I previously worked with Celery, but found it heavy and configuration-intensive for lean prototypes. Instead, I chose FastStream with Redis Streams, which felt like a better fit for a lightweight, real-time system.

Redis Streams preserve message history (unlike pub/sub), similar to Kafka, but with far lower overhead — perfect for business-layer logic.

I considered using Redpanda for business messaging too, but decided to separate responsibilities:

  • Redis Streams handle core task distribution
  • Redpanda handles analytics pipelines

Redis will also be used for caching — for instance, mapping telegram_id → user_id, so all internal logic uses a unified user ID. This abstraction allows me to swap Telegram with WhatsApp, Discord, etc. in the future.


🔁 Why Separate FastAPI and Worker?

The architecture is split for performance and scalability:

  • FastAPI handles routing and distributes tasks — think of it as the "message switchboard"
  • Workers process audio and generate feedback

This keeps the API responsive and allows independent scaling of workers — even on separate machines. It also reduces coupling and simplifies deployment.


📤 Why Redis Streams Instead of Kafka?

Kafka is powerful, but overkill for this project. Redpanda is a great Kafka alternative — faster, simpler, C++-based — but even that felt too much for core messaging.

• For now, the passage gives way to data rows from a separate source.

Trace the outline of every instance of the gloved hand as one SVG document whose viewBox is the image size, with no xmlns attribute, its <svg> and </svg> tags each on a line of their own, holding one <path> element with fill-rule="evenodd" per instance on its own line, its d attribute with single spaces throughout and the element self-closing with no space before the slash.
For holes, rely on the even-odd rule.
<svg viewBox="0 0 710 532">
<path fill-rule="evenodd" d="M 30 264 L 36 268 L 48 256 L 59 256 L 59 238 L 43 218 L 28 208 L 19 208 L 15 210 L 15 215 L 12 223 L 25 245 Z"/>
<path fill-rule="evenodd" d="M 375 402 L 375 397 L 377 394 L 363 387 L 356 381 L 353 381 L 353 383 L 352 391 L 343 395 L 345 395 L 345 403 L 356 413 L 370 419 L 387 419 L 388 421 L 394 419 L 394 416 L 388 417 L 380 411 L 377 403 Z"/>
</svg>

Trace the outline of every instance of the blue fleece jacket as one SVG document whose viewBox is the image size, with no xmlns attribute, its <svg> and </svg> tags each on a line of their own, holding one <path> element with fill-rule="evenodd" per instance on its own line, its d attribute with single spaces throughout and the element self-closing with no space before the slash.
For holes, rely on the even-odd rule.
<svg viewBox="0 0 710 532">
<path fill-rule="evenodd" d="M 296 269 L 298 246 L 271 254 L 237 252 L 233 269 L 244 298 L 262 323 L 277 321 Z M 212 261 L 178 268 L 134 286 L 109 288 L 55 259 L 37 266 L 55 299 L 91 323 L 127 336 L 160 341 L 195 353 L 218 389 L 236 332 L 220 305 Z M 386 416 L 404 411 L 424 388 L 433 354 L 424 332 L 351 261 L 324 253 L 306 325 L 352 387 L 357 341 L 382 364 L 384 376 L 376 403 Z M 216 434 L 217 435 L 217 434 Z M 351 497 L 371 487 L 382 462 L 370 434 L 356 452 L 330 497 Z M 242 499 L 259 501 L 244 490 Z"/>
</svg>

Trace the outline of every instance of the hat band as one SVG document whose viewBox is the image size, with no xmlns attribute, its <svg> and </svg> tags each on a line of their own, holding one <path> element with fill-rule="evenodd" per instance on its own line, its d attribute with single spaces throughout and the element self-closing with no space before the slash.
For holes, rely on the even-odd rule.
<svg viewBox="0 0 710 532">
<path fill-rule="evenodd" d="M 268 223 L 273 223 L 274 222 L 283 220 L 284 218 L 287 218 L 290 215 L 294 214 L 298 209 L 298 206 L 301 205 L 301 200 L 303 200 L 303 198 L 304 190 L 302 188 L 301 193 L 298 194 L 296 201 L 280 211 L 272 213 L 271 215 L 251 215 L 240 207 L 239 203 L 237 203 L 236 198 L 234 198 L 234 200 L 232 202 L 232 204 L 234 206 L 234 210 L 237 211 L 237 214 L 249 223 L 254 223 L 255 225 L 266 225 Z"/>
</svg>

Redis is already in the stack for caching and its Streams API is a natural fit for low-latency queuing.


📦 Why MinIO for Audio?

MinIO is a self-hosted, S3-compatible solution — fast, cheap, local. It avoids Internet upload delays during audio ingestion, and files can be replicated to S3 later as a cold backup.

This hybrid gives both performance and portability — with full control.


📊 Why Bytewax for Analytics?

Bytewax was chosen for two reasons:

  1. It's built in Python, just like the rest of the backend
  2. Analysts can prototype in notebooks, then deploy to production with minimal changes

Other options (like Flink) required Scala/Java and didn't justify the complexity for a Python-native stack.